Bild: Container für den Lärmschutz: die Pampa-Bühne auf dem Prærie Festival…
Drebkau taz | Was sind das für Verrückte, die mitten in der
brandenburgischen Lausitz an einem versteckten Stück Erde namens Göritz den
kleinen Kosmos, der sich „Wilde Möhre“ nennt, jeden Sommer aufs Neue
erfinden? Hat man es bis hierher geschafft, liegt das Treiben von Berlin,
Cottbus oder Leipzig längst hinter und der mit Discokugeln geschmückte Wald
direkt vor einem. Spätestens ab Mitte Mai kommen hier nach und nach bis zu
400 Helfende zusammen – freiwillig, festangestellt oder als PraktikantInnen
– um nicht nur eins, sondern gleich vier Festivals vorzubereiten.
„Seelenkiste“ und „Maskenball“ nennen sich die Editionen der „Wilden
Möhre“. Zusätzlich laden das „Lusatia“ und erstmalig auch das „Prærie
Festival“ nach „Möhritz“ ein. Durch diesen Zusammenschluss war es trotz
steigender Kosten möglich, die Ticketpreise zu halten. Jede Veranstaltung
setzt ihren eigenen Schwerpunkt, doch vereint sie die Lust an
elektronischer Musik und ausgefallener Kunst.

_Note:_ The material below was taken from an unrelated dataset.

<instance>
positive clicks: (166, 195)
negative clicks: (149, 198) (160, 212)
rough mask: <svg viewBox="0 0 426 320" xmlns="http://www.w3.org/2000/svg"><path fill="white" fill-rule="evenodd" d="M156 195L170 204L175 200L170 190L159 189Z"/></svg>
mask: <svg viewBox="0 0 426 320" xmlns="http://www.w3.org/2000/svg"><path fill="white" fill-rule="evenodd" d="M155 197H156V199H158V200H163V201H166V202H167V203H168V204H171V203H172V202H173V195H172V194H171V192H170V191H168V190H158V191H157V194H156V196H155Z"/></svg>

Mitwirken können alle, die sich mit Birkenstocks durch den Matsch trauen
und kein Problem damit haben, über längere Zeit im Zelt zu wohnen. Was die
Menschen dort verbindet, ist mehr die Lust am kreativen Entfalten in der
Natur als ihr scheinbares Hippie-Dasein. Es müssen Schilder bemalt, Bühnen
gezimmert und Lichtshows getestet werden. Aus jeder Ecke hört man Musik die
Akkuschrauber anfeuern. Wo gerade noch matschige Radladerspuren den Boden
durchzogen, sollen bald elektronische Bässe nächtelange Performances
begleiten.
Während der Aufbauzeit geht es weniger um die Flucht vor der Routine als um
deren Neuerfindung: Nach dem gemeinsamen Essen wird gemeinsam gebastelt und
der Feierabend gemeinsam am Lagerfeuer zelebriert. Auch Arnfried setzt sich
gerne dazu. Vor 27 Jahren kaufte er das Gelände, um hier eigene Festivals
zu veranstalten, bis er 2014 sein Gut an die „Wilde Möhre“ verpachtete. Als
„Lebenselixier“ beschreibt er den Flair, den dieser Ort auf ihn ausübt.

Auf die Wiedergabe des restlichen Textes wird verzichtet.